Nope, instead we dug for worms, and if we were lucky enough to find a few we went fishing.

Who stole August? I’m afraid that the whole “back to school after Labor Day” thing is probably a lost cause, but frankly the blame for all of the intensity, the frenzy of activity, purposeful activity, lies squarely at the feet of the parents. If you and your spouse both have jobs you get a weekday pass; an early start to the school year is probably a huge boon to families in which both parents work, actually. But the whole travel team, weekend tournaments, and lack of lazy days of summer time? Sorry Jason, you and your peers own that. Some younger Boomers may have started the whole thing, and while my own family bears no guilt there I will nonetheless apologize on behalf of those in my generation who did.

But it’s parents who for some reason can’t seem to abide the non-purposeful minutes, let alone hours, spent by their children in the pursuit of the benefits that August once brought. It’s as if they have boredom by proxy, forgetting that boredom was once the gateway to some of the best things they experienced in their own Augusts past. Where we once packed most of the excitement of vacations into the first two weeks of July, kids are now pedal to the metal all summer long. That kid who’s good enough to play D1 soccer? S/he is gonna do that whether or not s/he practices every day school is out and hits up an elite tournament every weekend. Parents are supposed to make that kid NOT play soccer for a few weeks.

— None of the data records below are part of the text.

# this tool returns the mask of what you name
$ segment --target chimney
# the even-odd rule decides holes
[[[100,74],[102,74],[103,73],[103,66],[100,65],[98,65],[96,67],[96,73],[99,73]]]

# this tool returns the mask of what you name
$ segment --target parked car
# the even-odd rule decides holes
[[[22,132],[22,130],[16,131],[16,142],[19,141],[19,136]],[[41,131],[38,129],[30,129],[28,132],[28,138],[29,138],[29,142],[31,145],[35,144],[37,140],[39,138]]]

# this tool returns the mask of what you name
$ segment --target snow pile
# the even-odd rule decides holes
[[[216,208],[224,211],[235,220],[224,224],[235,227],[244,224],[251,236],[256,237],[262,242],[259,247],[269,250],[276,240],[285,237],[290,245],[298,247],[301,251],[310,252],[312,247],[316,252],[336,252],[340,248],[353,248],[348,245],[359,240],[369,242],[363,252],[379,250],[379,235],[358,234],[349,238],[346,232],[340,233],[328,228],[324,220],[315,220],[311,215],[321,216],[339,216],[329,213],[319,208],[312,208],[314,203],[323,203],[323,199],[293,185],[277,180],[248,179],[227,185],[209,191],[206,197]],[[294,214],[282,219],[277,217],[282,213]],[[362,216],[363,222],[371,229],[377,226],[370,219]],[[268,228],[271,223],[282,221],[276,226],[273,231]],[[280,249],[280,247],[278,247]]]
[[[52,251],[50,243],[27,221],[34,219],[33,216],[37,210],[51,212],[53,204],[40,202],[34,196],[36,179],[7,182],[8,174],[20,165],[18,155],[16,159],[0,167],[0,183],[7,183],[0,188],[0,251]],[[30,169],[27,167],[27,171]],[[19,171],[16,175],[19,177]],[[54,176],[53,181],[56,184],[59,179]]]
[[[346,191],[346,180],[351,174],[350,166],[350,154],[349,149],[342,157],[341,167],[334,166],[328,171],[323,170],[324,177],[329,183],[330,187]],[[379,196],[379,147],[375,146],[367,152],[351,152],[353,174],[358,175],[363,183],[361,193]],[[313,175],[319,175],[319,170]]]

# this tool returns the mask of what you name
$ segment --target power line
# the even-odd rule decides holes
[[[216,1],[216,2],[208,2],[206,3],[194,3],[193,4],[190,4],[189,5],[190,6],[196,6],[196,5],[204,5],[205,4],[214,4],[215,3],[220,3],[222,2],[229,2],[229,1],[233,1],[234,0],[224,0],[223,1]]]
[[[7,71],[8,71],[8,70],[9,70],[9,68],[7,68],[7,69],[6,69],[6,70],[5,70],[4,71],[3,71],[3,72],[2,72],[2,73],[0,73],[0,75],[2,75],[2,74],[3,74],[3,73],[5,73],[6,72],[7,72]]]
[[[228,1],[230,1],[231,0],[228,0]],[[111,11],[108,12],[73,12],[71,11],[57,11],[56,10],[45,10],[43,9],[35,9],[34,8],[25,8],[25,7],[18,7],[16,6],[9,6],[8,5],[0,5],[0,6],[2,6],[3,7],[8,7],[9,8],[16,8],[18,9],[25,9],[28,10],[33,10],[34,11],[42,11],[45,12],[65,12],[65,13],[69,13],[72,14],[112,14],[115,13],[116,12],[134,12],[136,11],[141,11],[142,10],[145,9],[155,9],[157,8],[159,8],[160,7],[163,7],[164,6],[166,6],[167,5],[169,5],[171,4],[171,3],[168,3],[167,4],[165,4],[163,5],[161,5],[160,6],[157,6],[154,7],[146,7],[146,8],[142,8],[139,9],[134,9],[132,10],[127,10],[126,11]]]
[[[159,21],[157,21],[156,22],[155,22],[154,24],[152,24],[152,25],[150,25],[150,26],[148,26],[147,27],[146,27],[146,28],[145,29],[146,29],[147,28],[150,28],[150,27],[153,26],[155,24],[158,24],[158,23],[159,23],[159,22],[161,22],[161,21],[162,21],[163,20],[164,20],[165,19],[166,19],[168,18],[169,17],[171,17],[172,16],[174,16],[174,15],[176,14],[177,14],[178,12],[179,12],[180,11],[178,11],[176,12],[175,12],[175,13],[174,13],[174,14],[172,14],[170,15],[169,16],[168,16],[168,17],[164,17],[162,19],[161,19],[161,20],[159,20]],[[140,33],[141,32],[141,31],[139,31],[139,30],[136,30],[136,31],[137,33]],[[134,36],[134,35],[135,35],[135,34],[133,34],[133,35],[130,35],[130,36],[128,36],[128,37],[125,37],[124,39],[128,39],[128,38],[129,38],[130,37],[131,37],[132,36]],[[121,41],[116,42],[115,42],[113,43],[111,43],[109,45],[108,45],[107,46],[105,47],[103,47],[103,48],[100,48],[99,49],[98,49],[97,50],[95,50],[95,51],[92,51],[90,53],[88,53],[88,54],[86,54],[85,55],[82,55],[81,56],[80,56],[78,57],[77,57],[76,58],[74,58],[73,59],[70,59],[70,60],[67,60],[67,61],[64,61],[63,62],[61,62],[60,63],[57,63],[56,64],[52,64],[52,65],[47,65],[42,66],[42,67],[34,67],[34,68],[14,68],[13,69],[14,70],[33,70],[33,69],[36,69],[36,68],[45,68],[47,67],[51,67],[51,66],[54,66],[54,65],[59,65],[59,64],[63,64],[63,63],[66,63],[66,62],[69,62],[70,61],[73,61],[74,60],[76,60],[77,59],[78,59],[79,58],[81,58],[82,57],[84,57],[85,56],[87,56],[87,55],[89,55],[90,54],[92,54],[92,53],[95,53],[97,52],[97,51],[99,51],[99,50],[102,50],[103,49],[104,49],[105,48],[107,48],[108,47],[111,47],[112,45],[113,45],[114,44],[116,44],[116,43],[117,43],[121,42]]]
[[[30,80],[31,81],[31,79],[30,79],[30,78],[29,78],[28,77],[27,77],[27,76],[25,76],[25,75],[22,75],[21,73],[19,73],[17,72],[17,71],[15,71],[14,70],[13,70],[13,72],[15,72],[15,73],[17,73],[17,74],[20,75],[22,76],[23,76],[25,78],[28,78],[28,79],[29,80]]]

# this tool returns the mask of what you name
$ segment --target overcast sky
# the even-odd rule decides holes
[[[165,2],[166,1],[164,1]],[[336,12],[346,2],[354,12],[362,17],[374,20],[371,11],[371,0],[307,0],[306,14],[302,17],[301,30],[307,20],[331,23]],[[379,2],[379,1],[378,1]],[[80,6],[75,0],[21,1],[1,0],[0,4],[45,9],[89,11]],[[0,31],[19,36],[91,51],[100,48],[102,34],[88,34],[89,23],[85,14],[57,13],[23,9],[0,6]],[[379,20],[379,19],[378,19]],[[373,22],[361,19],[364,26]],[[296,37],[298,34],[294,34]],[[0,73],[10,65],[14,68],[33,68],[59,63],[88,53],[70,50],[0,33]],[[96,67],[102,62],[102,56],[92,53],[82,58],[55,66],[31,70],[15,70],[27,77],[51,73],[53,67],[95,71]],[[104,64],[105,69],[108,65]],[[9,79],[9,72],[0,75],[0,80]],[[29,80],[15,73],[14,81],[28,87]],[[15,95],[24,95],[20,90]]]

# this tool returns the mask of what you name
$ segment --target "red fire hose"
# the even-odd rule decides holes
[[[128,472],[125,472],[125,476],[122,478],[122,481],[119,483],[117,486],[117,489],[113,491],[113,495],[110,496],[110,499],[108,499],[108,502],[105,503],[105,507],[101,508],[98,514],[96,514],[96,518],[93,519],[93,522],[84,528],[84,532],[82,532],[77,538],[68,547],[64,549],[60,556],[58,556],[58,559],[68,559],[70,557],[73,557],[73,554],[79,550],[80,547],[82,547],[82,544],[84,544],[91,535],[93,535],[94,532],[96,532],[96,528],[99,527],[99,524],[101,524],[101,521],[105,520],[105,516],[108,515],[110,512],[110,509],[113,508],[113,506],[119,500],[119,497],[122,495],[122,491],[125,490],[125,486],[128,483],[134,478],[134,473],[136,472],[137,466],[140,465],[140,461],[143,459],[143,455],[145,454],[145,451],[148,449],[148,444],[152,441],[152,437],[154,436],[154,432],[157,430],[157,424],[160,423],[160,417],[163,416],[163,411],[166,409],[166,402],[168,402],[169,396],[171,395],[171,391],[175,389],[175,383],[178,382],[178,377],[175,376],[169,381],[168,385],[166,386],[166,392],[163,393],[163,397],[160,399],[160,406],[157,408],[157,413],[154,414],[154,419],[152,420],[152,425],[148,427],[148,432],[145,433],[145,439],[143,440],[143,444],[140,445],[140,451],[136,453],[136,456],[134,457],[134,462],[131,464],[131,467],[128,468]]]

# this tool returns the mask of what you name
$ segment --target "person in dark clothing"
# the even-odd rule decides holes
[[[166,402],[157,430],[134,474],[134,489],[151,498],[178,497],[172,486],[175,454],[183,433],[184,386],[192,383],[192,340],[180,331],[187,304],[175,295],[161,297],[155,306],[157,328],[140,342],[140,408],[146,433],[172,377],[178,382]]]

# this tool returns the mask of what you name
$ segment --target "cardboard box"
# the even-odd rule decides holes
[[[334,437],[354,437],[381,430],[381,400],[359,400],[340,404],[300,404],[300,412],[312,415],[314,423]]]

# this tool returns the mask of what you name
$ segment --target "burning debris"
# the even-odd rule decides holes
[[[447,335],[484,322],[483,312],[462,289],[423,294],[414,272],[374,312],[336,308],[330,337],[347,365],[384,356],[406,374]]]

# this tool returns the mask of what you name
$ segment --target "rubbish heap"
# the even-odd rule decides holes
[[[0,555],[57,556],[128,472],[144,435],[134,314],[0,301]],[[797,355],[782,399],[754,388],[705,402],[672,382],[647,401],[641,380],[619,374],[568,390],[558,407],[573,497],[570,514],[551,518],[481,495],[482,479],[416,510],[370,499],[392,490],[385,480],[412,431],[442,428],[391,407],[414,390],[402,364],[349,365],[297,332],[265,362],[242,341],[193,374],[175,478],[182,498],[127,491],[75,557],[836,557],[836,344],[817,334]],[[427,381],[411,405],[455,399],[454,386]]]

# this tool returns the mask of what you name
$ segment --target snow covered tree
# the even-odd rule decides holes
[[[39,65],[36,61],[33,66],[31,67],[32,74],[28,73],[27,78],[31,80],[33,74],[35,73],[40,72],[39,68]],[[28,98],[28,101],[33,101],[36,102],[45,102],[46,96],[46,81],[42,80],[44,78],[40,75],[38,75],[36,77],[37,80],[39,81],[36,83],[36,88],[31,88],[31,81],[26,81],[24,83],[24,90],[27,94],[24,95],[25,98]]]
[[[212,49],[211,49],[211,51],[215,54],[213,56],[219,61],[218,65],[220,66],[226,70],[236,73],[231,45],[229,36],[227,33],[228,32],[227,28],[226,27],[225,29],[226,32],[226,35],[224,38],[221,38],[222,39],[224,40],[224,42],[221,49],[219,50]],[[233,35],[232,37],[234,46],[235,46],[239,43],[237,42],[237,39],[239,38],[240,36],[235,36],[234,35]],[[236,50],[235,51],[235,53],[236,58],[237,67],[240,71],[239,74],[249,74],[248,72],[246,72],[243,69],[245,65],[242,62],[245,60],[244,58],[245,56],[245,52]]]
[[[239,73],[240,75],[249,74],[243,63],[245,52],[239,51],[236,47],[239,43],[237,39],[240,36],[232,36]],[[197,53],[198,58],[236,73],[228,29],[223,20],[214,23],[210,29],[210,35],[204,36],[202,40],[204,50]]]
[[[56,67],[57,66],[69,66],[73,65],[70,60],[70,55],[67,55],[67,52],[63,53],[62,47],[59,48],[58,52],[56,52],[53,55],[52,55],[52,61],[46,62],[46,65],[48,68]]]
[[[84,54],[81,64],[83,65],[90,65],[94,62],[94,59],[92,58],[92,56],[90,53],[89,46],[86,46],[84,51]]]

All is not lost, for Jason Gay or any other parents who may feel as he does about August. The solution lies in the wisdom of Dorothy Parker: let your kids have a summer filled with boredom. Time when they get to figure it out. Let their curiosity loose. With as little adult supervision and electronic assistance as possible. More parks and fewer plugs. Parents hold the keys to an August reminiscent of Augusts past, however shorter August may now be. The lakeside beaches of my youth are still there. There are still plenty of worms to dig up, fish to catch, friendships to foster. And boredom, the biggest gift of August.

Boredom can bring back that bit of the August we seem to have lost.